Rubrique: Consommation

Mme Sereine Mauborgne alerte M. le ministre de l’économie et des finances sur les fraudes aux prélèvements SEPA, trois ans après la mise en place de cette nouvelle norme permettant de faciliter les paiements entre une entreprise, un client et un fournisseur dans 34 pays européens.

Mise en place en août 2014 au sein de l’Union européenne et des États associés, la norme dite SEPA (pour Single Euro Payment Area) a induit un changement majeur dans la mesure où il n’est plus nécessaire de fournir une autorisation de prélèvement à son établissement bancaire.

En effet, dans le cadre d’un SEPA direct débit (SDD), il suffit désormais, pour un particulier, de communiquer ses coordonnées à un fournisseur d’eau ou d’énergie par exemple pour que ce dernier puisse se faire directement virer les sommes dues, sans formalités supplémentaires.

Les établissements bancaires avaient assuré, à l’occasion de la mise en place de la norme SEPA, avoir pris les dispositions nécessaires pour encadrer les risques de fraude.

Il a par exemple été prévu que le client indûment débité dispose d’un délai de 13 mois pour se faire rembourser, l’établissement bancaire devant s’exécuter sous 8 semaines sans pouvoir exiger de son client qu’il porte plainte.
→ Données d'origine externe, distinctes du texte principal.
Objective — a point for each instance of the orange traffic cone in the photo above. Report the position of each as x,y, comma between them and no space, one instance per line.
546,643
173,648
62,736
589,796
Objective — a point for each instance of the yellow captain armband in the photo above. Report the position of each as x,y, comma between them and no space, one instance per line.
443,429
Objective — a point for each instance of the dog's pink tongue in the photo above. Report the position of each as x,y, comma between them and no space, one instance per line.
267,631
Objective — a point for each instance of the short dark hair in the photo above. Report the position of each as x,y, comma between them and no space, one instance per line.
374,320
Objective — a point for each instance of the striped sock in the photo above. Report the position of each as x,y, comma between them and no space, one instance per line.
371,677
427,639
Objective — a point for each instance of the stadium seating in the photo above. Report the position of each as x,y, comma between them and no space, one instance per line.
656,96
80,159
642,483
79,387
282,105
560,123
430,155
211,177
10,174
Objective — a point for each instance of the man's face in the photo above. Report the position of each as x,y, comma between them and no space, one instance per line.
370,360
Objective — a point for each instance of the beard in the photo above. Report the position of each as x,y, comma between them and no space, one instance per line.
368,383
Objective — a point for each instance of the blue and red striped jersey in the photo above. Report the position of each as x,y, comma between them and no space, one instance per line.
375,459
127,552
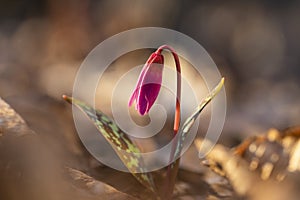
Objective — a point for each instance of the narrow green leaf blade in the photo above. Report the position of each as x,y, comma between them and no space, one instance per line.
119,141
191,120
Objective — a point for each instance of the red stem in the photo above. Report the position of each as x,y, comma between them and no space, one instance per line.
173,166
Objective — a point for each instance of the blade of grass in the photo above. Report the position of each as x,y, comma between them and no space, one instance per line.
119,141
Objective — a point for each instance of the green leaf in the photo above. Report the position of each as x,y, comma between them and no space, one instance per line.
191,120
119,141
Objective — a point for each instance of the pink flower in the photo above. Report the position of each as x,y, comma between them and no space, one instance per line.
149,83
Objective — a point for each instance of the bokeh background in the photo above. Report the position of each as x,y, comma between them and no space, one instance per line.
255,45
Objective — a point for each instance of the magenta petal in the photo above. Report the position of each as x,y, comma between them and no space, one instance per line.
149,84
133,97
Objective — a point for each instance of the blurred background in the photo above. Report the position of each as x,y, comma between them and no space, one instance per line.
255,45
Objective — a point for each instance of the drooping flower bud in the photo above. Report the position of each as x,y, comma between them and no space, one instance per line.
149,84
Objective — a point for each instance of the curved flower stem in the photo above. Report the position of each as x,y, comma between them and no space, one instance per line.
173,167
178,90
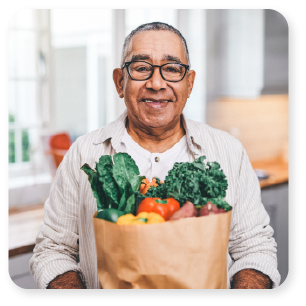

Or de nombreux cas ont pu être relevés dans lesquels des prélèvements de faibles montants, aux intitulés anodins, peuvent passer inaperçus.

En outre, l’organisme Tracfin a constaté dans un rapport de 2017 l’effet « pervers » du SDD, en prenant l’exemple de sociétés fraudeuses qui ouvrent des comptes dans des pays peu regardants et émettent une vague de prélèvements transfrontaliers dont les fonds transitent en direction de ces comptes tiers avant de disparaître.

Le manque de vigilance de certains débiteurs conjugué aux délais nécessaires pour faire remonter les contestations laissent aux fraudeurs le champ libre pour commettre leurs actes délictuels.

Elle lui demande quelles mesures compte prendre le Gouvernement, en lien avec les autorités bancaires et les autorités compétentes, afin de lutter davantage contre ces pratiques frauduleuses.